By Tim Redmond
In a move that’s unprecedented in modern San Francisco history, city controller Ben Rosenfield appears poised to try to block the Board of Supervisors from approving a $7 million supplemental budget appropriation to prevent 500 layoffs of frontline health department workers.
It’s the latest twist in a convoluted battle that pits SEIU Local 1021 and the progressives on the board against the mayor, who wants to lay off nurses aides and clerical workers.
In a budgetmessage posted today, Rosenfield says that the city is running $53 million in the red, and that “until this shortfall is addressed, the Controller’s Office will not be able to certify funds from the General Fund Reserve for other appropriations.”
Rosenfield, a Newsom appointee, is apparently relying on a very old City Charter section that looks like this:
S.F. Charter Sec. 9.113 (d) “General Fiscal Provisions”
No ordinance or resolution for the expenditure of money, except the
annual appropriation ordinance, shall be passed by the Board of
Supervisors unless the Controller first certifies to the Board that
there is a sufficient unencumbered balance in a fund that may legally be
used for such proposed expenditure, and that, in the judgment of the
Controller, revenues as anticipated in the appropriation ordinance for
such fiscal year and properly applicable to meet such proposed
expenditures will be available in the treasury in sufficient amount to
meet the same as it becomes due.
But in my 25 years of covering City Hall, I have never once seen this happen. There have been bad budget deficits before, and supplemental appropriations, and the controller has never told the supervisors that they can’t spend reserve money.
“About the only thing Rosenfield and I agree on is that this has never been done before,” Sup. Chris Daly told me this evening.

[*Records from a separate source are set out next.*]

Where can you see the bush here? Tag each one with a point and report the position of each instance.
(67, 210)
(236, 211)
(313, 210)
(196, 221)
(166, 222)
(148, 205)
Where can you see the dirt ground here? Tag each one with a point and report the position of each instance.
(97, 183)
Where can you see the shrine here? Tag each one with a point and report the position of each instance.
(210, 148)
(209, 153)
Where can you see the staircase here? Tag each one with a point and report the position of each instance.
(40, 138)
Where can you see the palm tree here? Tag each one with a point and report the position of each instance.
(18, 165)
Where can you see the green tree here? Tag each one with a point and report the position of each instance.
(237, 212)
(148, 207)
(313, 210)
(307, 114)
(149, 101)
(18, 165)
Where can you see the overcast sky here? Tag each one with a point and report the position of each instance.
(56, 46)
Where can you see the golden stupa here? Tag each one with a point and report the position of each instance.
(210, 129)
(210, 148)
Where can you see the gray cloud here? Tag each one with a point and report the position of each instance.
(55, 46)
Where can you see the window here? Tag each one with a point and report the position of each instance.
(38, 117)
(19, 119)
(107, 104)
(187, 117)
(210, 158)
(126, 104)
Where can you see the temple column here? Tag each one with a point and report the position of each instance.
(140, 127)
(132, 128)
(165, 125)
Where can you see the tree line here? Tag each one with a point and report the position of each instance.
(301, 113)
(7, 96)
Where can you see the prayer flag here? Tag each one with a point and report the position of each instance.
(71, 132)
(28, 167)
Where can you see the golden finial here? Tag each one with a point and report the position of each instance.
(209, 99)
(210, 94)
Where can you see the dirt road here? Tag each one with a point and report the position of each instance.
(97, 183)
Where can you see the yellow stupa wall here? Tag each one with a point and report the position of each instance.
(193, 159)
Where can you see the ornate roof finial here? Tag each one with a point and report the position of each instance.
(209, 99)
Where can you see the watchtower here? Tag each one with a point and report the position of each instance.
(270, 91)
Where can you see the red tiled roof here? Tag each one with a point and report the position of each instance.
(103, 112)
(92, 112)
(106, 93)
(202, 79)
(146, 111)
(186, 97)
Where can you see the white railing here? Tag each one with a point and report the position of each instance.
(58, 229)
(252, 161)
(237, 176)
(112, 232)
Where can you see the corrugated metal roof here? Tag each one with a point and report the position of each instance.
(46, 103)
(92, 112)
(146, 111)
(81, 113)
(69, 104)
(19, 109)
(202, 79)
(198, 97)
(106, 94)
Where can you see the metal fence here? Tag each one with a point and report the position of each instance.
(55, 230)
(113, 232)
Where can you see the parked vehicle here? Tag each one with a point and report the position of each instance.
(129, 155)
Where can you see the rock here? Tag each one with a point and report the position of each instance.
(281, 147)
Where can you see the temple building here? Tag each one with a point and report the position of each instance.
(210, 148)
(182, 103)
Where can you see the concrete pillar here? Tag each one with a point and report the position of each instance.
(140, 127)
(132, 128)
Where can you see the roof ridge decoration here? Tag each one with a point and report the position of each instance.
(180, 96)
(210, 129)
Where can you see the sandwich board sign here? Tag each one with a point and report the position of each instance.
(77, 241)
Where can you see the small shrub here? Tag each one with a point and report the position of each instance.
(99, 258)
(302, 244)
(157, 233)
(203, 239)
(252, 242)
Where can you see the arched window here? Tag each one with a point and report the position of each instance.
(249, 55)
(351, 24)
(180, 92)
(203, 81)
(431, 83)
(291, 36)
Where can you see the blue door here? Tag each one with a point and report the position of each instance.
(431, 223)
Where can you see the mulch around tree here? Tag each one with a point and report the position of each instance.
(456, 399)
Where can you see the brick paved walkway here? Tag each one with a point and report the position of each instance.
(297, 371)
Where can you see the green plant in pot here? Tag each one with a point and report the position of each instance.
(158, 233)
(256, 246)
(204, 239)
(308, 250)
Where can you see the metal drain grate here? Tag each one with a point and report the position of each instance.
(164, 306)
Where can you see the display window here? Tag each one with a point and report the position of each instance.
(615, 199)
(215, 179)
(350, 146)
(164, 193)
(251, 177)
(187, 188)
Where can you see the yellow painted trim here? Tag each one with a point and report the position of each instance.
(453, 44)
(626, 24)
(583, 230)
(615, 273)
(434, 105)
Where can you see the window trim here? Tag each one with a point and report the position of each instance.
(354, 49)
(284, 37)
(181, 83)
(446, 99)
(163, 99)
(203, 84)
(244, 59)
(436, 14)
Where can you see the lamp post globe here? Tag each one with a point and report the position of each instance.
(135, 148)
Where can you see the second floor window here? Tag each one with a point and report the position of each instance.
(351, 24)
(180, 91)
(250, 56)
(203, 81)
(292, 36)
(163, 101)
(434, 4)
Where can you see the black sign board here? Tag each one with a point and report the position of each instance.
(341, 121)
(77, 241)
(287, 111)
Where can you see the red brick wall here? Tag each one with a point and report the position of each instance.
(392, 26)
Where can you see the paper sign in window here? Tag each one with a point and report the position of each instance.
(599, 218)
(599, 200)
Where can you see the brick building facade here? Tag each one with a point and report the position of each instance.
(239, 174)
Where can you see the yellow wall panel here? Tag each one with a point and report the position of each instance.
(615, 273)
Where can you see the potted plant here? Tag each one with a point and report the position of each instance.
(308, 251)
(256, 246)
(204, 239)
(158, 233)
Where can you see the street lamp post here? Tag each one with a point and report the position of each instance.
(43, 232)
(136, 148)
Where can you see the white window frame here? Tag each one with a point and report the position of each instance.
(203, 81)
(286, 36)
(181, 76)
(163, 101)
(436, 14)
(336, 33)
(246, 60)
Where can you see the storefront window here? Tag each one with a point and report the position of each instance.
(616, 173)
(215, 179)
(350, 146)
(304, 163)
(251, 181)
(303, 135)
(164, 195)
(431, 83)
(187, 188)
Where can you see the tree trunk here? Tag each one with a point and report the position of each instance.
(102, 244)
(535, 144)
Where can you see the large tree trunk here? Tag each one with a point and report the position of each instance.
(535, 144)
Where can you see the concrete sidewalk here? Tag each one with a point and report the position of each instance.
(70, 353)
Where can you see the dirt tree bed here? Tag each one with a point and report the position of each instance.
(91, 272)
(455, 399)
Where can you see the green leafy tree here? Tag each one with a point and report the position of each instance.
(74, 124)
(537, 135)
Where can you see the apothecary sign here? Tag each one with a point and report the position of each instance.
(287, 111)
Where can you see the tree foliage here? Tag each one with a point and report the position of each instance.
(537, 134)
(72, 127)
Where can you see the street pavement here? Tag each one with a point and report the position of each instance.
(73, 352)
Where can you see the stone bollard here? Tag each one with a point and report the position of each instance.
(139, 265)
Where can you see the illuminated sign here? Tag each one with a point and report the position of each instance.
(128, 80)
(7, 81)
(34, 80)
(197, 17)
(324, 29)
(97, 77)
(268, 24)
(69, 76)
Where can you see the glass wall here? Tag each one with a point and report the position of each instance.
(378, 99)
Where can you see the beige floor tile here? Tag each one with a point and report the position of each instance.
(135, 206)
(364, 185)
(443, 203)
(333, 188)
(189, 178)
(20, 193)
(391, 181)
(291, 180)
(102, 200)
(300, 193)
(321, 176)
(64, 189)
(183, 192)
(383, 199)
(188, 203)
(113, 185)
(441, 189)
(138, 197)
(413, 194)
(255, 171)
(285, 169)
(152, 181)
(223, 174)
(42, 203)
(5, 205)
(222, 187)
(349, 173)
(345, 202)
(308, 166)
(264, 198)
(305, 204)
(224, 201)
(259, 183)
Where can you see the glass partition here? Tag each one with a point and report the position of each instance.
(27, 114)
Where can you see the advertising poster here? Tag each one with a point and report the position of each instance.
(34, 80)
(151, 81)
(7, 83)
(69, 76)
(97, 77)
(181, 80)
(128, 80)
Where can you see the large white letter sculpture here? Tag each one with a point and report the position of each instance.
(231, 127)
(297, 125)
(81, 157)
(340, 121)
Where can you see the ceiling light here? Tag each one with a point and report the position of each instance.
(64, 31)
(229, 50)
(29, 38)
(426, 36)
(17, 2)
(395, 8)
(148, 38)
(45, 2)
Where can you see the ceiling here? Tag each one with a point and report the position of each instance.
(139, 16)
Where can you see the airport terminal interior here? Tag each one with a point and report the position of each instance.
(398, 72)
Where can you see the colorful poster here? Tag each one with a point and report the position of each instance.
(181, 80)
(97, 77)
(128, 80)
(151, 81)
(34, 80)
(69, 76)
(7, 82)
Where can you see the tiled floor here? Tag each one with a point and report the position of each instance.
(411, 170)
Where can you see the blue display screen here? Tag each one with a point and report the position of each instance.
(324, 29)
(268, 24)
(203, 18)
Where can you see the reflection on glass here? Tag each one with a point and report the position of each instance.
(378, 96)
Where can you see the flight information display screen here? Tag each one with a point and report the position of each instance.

The controller’s report notes that several city departments are running over budget — but interestingly, Human Services and Public Health, the targets of the layoffs, are running a surplus of $8.1 million (exactly what the supervisors want to spend).
Among those departments facing shortfalls: The Sheriff’s Office, which is in the red because of “an increase in jail population” — possibly due to the new police chief’s crackdown on drug dealing in the Tenderloin.
I couldn’t reach Rosenfield tonight, but Daly notes that the same legislation was before the board last week, and Rosenfield didn’t object. “So he’s already certified it,” Daly said. “And I’m not sure how he can decertify it now.”
I’m not going to argue that the city has money to burn, but there are always mid-year budget changes in bad times. The supes and the mayor are going to have to make some budget adjustments. But there’s also unanticipated money coming in — for example, San Francisco stands to get about $33 million in federal stimulus money for the Department of Public Health in April, and that funding will be retroactive to the previous year. So this year’s shortfall will actually be $33 million less.
Tina Johnson, a legislative affairs staffer for the state Department of Health Care Services, confirmed the near-certain availability of that money in a Nov. 16th letter to state Sen. Leland Yee.
In any other year, I suspect the controller would follow the normal practice of informing the mayor and the supes that the budget was out of line (as it is, in one way or another, almost every year) and then allow them to come up with some mid-year corrections. But this battle between Local 1021 and the mayor has gotten ugly, and I’m sure there was pressure on Rosenfield.
Look for a showdown at the board meeting tomorrow (Nov. 17). Daly told me that whatever Rosenfield says, “we’re going to have a vote on this.”